Let me qualify this post by saying my family doesn't celebrate Christmas for religious reasons. We enjoy spending time with our family, exchanging gifts, abiding by decades-old traditions, and watching the children's eyes light up when they see that Santa has eaten his cookies and finished his milk.
This year, my three and a half year old son had three things on his wish list for Santa: a tower crane, a truck full of tools (you know, the one we saw at that one store, Mama!), and a candy cane.
With some intense internet searching, one cancelled order, and more desperate searching, we found the tower crane. A little detective work helped me figure out which store we were at when he saw the truck full of tools. I knew this was a very specific item and a substitute would not do. We were all set for Christmas. Just a 30 hour train ride up to Grandma and Grandpa's house (a whole other blog post...), and we'd be good to go. Of course there would be candy canes in Chicago. It's Christmas, there are candy canes everywhere. They practically jump into your pockets this time of year.
Or so I thought. We survived the 30 hour train ride. We survived the 2 hour drive to my parents' house in Christmas traffic in a Volvo that broke down twice on the way home. No problem. My mom informs me she hasn't found any candy canes in the stores, but I blow it off and figure she wasn't looking hard enough. I wrap presents like a woman possessed. Two days before Christmas, I realize no one has bought a candy cane yet, and we NEED a candy cane or Christmas will be ruined. So, my dad and I run out to the local grocery store for supplies and a candy cane. Except, get this, they're SOLD OUT of candy canes! I mean, really?!

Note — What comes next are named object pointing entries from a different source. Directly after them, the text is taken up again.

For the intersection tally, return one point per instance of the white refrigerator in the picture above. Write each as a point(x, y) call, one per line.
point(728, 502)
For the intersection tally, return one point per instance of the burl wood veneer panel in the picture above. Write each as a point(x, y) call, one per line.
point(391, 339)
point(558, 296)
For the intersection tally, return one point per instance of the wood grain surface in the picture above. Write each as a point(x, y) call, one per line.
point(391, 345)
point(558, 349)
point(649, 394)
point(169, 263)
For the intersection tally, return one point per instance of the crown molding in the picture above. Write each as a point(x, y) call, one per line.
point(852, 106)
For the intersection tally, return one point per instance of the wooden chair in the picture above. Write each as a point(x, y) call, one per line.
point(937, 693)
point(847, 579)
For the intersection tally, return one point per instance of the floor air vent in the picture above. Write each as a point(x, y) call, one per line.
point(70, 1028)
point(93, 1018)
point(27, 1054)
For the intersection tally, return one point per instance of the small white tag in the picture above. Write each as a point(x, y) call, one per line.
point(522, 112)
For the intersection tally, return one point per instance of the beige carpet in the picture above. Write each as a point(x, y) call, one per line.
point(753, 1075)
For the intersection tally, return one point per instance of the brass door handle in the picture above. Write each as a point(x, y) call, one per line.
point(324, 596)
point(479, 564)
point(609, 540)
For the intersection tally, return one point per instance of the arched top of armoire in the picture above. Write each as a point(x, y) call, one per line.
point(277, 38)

We leave the grocery store with a cart full of food and no candy canes. This was one of those freezing cold nights. I think wind chill was something like -18. (Side note: I don't think that's even a real temperature. I think that's just what they tell you when it's too cold for the thermometers to work anymore.) As we were loading the groceries into the car, I noticed a Hallmark store next to the grocery store. I ran across the parking lot and ducked inside. Christmas paraphernalia abounded. Three clerks stood bored behind the register and looked up expectantly at me as I walked in. I asked if they had any candy canes. They informed me they were sold out and pointed to the grocery store next door. My face fell and I told them the grocery store was sold out too and that this stupid candy cane was the only thing on my son's wish list that we hadn't been able to get. I told them how proud I was of him for working up the courage to ask Santa for the things on his wish list all by himself. I thanked them and started to walk out. One of the ladies stopped me and told me to wait. She ducked behind the counter and pulled out a gift bag. Apparently there had been a gift exchange amongst the employees and her gift bag had two candy canes in it. She handed them to me and said, "Merry Christmas". Yup, I cried. I walked out into the -18 degree weather and the tears immediately froze on my cheeks (WHY DO PEOPLE LIVE IN THIS CLIMATE?!).
This random woman in a Hallmark store saved our Christmas and she will never know how much it meant to all of us. The holiday season can bring out the best and the worst in all of us. I was lucky enough to encounter the best this year.